CronacaTorino
Assolto il ginecologo e consigliere comunale di Torino Silvio Viale dalle accuse di violenza sessuale
Il pronunciamento del gup questa mattina, 2 dicembre, presso il tribunale di Torino
TORINO – Il ginecologo e consigliere comunale dei Radicali e +Europa Silvio Viale è stato assolto dall’accusa di violenza sessuale su quattro pazienti che si erano rivolte a lui per una visita. Viale, difeso dall’avvocato Cosimo Palumbo, aveva sempre respinto le accuse e oggi, 2 dicembre, il gup ha sancito l’assoluzione presso il tribunale di Torino perché «il fatto non costituisce reato».
L’inchiesta era iniziata nel dicembre 2023 in seguito alla denuncia di una paziente, e nel tempo il fascicolo d’inchiesta si è arricchito di nuove querele. Per lui, le sostitute procuratrici Delia Boschetto e Lea Lamonaca il mese scorso avevano chiesto una condanna a un anno e quattro mesi di carcere per violenza sessuale.
La Dichiarazione di Silvio Viale dopo la sentenza
Fin dall’inizio di questa vicenda, dopo la pubblicazione della notizia della perquisizione disposta nei miei confronti, d’accordo con il mio difensore, ho mantenuto il silenzio, sia durante la fase delle indagini sia durante tutta la celebrazione del processo di primo grado.
Questa decisione è stata presa per rispetto del lavoro dei Magistrati che si sono occupati della vicenda processuale, ma anche per tutelare chi è stato coinvolto nel procedimento come persona offesa o anche come semplice persona informata dei fatti.
Inoltre, ho voluto evitare che la divulgazione di notizie sulle indagini e sulle accuse che mi erano state mosse, potessero condizionare il corretto iter processuale, ovvero la celebrazione del processo davanti a un giudice terzo e imparziale.
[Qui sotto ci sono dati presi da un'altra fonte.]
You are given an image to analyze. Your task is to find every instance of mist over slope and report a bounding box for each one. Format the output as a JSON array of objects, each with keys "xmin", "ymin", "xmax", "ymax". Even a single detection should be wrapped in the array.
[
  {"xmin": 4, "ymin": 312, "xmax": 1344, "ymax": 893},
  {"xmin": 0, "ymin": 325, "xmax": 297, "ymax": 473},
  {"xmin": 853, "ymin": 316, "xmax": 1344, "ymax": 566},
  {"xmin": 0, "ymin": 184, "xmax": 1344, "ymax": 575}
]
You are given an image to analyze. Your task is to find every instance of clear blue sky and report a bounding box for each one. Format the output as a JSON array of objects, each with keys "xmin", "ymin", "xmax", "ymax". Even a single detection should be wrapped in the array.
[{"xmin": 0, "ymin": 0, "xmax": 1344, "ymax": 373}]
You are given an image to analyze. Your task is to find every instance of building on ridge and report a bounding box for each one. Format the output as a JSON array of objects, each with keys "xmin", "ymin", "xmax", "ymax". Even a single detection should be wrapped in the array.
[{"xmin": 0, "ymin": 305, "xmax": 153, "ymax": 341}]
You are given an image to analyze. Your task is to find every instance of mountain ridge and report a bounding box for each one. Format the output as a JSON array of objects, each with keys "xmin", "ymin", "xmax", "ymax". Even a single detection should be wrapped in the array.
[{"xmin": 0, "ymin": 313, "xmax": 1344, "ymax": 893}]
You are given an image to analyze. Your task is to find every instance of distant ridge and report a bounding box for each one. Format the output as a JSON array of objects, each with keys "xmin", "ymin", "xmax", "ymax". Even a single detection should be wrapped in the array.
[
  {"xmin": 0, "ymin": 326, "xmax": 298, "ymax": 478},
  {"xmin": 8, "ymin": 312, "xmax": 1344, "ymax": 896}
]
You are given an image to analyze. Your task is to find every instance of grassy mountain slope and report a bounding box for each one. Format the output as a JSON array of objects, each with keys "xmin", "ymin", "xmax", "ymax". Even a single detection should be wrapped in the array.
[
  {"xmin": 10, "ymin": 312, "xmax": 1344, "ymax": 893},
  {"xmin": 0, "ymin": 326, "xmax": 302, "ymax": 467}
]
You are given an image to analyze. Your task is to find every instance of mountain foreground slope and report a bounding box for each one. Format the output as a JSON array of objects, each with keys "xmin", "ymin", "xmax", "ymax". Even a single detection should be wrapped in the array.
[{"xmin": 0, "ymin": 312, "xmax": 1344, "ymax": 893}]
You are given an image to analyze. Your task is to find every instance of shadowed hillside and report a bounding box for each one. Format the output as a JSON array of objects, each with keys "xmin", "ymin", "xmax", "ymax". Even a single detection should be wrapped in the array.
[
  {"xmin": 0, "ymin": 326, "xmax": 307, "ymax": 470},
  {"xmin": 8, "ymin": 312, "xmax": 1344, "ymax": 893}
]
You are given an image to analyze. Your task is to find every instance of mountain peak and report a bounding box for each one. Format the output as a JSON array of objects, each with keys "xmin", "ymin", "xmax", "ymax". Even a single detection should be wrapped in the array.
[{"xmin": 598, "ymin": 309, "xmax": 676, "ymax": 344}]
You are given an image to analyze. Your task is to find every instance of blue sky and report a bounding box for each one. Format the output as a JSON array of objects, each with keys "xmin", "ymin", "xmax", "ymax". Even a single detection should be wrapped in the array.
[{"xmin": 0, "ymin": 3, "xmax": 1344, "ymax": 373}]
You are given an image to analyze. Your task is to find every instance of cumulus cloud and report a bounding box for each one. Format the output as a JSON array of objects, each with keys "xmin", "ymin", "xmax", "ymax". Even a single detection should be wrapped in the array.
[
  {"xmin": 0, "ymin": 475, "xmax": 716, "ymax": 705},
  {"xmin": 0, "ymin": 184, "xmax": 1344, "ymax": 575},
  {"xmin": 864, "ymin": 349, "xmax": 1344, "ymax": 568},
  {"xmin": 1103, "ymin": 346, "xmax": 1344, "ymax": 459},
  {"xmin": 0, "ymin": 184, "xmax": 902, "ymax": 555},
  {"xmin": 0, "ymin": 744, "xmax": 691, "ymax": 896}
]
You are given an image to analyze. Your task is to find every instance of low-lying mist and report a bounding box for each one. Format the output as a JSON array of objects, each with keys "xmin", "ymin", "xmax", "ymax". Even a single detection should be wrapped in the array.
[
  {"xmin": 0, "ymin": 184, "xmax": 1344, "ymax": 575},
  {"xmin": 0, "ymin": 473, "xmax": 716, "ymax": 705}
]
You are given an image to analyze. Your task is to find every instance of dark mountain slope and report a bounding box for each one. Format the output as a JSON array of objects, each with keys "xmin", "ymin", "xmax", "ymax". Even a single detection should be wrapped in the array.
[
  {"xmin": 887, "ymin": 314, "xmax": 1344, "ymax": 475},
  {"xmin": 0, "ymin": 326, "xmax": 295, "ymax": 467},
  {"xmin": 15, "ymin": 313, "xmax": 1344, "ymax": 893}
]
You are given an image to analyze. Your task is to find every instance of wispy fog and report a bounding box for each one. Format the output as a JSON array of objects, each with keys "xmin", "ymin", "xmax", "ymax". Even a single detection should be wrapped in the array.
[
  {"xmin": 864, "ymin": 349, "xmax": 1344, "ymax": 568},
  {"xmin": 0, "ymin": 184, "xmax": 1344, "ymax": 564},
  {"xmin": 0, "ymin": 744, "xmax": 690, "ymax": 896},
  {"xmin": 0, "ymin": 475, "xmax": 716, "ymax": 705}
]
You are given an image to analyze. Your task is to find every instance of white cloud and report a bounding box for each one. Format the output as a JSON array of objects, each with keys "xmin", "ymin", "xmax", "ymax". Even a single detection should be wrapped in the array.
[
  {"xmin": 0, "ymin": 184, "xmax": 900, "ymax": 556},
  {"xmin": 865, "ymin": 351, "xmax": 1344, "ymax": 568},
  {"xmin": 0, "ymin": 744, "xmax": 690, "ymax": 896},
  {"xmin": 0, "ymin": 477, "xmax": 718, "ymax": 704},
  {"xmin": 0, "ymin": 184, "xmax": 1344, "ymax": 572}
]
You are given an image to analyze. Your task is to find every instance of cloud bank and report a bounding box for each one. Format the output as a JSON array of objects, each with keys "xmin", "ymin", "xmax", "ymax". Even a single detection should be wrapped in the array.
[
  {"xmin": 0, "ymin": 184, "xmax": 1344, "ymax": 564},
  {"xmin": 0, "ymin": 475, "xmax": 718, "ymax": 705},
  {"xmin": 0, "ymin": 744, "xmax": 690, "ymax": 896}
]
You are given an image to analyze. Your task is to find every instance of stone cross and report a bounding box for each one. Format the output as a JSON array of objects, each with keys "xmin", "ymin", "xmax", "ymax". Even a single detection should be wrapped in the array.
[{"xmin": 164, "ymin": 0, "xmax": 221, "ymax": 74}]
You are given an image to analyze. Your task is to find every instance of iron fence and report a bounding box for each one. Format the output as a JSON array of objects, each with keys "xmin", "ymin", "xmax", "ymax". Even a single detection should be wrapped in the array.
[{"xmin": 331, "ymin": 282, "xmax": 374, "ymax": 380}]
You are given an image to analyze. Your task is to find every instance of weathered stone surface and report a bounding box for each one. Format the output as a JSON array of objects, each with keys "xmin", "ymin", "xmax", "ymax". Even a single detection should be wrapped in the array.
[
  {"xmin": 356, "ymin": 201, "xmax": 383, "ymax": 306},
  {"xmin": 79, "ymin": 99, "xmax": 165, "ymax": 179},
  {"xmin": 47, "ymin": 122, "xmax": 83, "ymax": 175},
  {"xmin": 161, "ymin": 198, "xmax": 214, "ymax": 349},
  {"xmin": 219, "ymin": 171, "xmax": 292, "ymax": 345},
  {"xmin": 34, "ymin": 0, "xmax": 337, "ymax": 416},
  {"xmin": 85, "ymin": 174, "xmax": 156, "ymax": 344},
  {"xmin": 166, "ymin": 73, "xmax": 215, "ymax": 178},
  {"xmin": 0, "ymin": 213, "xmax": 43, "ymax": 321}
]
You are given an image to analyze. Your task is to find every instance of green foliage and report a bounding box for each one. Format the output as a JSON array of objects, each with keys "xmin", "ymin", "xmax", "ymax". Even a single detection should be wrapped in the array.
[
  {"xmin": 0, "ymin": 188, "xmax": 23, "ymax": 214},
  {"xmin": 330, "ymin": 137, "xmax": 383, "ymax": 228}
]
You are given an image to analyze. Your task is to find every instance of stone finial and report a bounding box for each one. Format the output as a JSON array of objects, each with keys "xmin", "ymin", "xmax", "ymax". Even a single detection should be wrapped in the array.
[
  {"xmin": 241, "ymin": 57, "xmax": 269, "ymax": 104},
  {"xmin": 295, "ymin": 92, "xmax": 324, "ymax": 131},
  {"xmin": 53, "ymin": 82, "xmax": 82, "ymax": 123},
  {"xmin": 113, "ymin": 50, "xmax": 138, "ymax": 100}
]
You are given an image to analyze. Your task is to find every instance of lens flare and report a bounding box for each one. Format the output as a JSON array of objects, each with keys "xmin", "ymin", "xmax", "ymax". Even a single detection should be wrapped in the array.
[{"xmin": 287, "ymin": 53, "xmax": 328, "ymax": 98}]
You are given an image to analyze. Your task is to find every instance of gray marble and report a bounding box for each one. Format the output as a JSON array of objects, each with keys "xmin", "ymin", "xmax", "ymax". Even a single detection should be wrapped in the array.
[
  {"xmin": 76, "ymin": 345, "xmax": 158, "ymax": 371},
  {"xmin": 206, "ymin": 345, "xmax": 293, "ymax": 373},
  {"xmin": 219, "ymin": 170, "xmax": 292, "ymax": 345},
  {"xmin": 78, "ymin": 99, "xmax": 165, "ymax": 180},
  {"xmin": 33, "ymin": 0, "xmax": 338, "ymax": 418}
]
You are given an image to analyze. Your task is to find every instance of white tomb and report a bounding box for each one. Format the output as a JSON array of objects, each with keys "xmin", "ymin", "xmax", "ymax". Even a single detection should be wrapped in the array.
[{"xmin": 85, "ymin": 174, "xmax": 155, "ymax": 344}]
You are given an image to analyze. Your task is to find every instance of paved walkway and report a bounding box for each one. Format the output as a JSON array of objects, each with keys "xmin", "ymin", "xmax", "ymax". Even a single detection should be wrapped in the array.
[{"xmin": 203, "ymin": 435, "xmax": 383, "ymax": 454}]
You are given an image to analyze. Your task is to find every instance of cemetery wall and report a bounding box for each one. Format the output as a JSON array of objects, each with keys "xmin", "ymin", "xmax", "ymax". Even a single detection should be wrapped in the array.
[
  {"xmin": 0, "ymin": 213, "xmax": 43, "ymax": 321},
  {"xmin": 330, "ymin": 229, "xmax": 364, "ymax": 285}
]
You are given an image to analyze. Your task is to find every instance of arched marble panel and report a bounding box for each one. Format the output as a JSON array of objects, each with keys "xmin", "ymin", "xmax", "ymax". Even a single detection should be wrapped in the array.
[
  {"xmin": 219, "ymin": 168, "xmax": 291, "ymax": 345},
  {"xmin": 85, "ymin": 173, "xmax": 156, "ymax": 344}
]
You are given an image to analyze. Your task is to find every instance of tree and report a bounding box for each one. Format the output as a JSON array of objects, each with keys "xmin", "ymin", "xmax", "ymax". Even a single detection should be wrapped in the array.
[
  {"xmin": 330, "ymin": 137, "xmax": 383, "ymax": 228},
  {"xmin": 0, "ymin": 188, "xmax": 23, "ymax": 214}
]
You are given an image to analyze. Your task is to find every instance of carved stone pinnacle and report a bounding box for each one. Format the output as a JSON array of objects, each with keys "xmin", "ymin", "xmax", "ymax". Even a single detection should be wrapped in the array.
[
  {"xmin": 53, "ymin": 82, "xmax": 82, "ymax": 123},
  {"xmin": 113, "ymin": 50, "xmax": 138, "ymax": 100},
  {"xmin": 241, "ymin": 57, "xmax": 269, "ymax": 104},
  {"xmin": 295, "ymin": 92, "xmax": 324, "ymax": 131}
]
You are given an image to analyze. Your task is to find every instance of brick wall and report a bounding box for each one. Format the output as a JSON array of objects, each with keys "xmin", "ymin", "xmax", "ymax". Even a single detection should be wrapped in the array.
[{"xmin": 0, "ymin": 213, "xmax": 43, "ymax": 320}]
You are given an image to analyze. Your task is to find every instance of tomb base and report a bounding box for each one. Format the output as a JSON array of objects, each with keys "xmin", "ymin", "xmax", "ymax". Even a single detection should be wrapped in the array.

Grazie alla correttezza e al riserbo mantenuto da tutte le parti processuali il processo, che mi ha visto mio malgrado coinvolto, si è celebrato nella sede propria e cioè nel Tribunale. Non vi è stato, come purtroppo spesso accade, un anticipato processo mediatico.
Solo dopo la sentenza, a caldo, ho rilasciato alcune brevi dichiarazioni sul mio stato d’animo e su come abbia vissuto questo amaro periodo. A quelle dichiarazioni rese ai giornalisti presenti non ne seguiranno altre. Non verrà rilasciata nessuna altra dichiarazione, né intervista, anche per evitare ogni strumentalizzazione di questa vicenda, che è rimasta e rimarrà solo in ambito processuale.
Questi perché, come ha più volte ribadito il mio difensore, l’avvocato Cosimo Palumbo, che voglio ringraziare per la professionalità con cui mi ha assistito, “i processi si fanno in aula e non sui giornali”.
Ora ritorno, con più serenità, al mio lavoro e alla mia attività di Consigliere Comunale che non ho mai cessato di svolgere in questi mesi con il consueto impegno.